私のアート

akadowaki2008-12-15

はじめは「この私」にしかわからない何か、つまりは「私にしかわからない感動」を表現・体験するのが目的だった「アート」を、私が今現在もつづけているのは、それがいつしか「分かち合うもの」にかわったからだ、と思う。「私のアート」の主な目的はそこにある。”感動を分かち合うこと”。きれいごとでも理想でも何でもなく、まさに等身大の、それそのものの意味での。
だからそれは、第三者的に見れば――つまりそれが生まれ、育ち、どうしてそうなったかというプロセスを見ることなく、結果としてのそれ、すなわちもう「残滓」とでもいうべきそれを「見せられる者」として見るというような状況においては――「作品の強度」とか完成度とか、そういったたぐいの「評価」を与えることが「可能」になるのかもしれないのだけれども、「感動の共有」というナマの現場そのものにはりついている者にとっては、それが数えたり、量ったりすることなど不可能であること――あたかも人の命の重さをはかることができないように――は自明であって、「客観的な評価」など不可能であるか、言ってみればどうでもいいというところまで行ってしまうものだと思う。
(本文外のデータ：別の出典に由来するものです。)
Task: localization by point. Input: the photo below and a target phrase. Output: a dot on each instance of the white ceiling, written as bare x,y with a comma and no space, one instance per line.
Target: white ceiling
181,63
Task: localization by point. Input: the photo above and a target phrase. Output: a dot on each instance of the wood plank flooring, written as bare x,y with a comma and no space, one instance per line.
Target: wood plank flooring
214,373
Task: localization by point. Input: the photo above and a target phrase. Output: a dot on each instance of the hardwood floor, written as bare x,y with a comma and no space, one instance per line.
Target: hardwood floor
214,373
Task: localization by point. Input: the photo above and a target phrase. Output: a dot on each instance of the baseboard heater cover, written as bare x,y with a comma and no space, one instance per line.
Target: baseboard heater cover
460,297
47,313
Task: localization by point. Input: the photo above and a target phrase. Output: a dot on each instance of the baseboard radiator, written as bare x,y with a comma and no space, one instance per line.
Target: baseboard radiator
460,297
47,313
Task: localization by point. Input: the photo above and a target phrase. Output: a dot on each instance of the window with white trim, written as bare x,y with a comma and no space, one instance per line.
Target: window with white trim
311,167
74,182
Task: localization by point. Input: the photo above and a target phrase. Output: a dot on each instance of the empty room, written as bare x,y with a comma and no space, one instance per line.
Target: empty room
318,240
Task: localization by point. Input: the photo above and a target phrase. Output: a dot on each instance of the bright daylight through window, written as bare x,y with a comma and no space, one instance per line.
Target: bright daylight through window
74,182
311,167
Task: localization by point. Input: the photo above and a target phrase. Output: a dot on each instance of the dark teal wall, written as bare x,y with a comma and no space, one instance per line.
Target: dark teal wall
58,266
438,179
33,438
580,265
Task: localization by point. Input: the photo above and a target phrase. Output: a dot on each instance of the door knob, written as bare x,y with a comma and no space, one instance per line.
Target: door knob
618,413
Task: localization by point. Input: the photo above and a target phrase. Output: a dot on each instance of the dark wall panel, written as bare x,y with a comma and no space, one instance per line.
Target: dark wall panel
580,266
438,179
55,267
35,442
まさにそういうものだと思う、分かち合うことのできた感動というものは。
しかしかといって、ではその感動を「量る」ことがいけないことか、無意味なことかといえば、まったくそういうことではなく、そんなことを冷静に行える人こそが必要とされているのだとも思う。というより、そうした人がいなければ、それは無数に生まれては消えていく、ただの「物語」に過ぎなくなる。
ただ自分が、この私が、そうした冷静さに耐える強度や性質を持ち合わせていないということが、今回よくわかった。私は「私のアート」をやろうと思う。